Mariella Agois (1956 – 2024)
Guardo de Lima una botella/ Llena de lluvia/ Y un puñado de arena/ En el pañuelo. A veces recuerdo/ La luz de su nublado cielo/ Y la acaricio/ Como se acaricia una perla/ En el bolsillo (Jorge Eduardo Eielson).
Murió Mariella Agois, artista de voz y mirada tiernas, recuerdo que en la exposición en la galería Lucía de la Puente en Barranco compró dos de mis cuadros. Alegría pospuesta en estos días mientras reviso fotos y leo las cariñosas publicaciones sobre ella.

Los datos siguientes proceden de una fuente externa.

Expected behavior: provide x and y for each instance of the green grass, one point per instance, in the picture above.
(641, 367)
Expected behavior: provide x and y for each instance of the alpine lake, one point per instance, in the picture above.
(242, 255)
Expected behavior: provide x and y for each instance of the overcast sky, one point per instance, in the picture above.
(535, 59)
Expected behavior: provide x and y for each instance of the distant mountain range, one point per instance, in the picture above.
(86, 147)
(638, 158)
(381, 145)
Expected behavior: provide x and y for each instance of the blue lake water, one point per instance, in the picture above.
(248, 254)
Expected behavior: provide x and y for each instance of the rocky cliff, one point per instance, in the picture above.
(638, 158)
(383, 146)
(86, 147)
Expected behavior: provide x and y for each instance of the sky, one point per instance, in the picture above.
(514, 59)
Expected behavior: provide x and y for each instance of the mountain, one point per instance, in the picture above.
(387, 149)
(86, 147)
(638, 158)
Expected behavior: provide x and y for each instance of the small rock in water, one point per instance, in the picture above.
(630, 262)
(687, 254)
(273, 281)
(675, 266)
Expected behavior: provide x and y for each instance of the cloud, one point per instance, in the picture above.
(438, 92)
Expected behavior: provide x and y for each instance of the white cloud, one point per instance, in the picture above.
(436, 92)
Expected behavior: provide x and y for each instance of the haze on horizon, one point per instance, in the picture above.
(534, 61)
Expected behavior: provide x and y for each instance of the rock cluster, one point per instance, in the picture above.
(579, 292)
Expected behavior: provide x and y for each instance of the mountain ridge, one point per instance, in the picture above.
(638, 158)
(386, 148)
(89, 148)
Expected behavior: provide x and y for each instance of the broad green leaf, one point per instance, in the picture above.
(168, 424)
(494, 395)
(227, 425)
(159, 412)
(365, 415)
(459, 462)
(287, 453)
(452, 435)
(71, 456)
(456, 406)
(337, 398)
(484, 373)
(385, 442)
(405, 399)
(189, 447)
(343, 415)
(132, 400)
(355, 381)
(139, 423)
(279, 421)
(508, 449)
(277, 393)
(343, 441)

Murió mi concuñado Juan López, de muchos amigos y amante de los Volkswagen. En cada encuentro me ofrecía un par de cervezas heladas; la noche de su velatorio chacchamos y bebimos hasta el amanecer saciando sus ofrecimientos.
Murió Inés, amiga de un curso en Bellas Artes, conservo su autorretrato y su gusto por coserse corazones en las chaquetas.
Murió el artista Carlos Bernasconi, con una obra en contracorriente, trabajaba silbando con la sonrisa de oreja a oreja.
Murió el actor Diego Bertie, de abatimiento íntimo. Siempre jovial y deportivo.
Murió padre Ugo de Censi, también artista; a Elita y a mí nos casó en la iglesia San Francisco, esa tarde mirando la arquitectura interior decía: lindo templo, lindo.
Murió Pablito Macera, tenía todo preparado para su sepelio, su rostro respetable y la sabiduría de sus manos nunca le dejaron.
Murió el narrador de quien admiraba la blancura de sus cabellos, la sobriedad con que lo encontrabas en una mesa del Queirolo del centro y la gentileza con que respondía los saludos.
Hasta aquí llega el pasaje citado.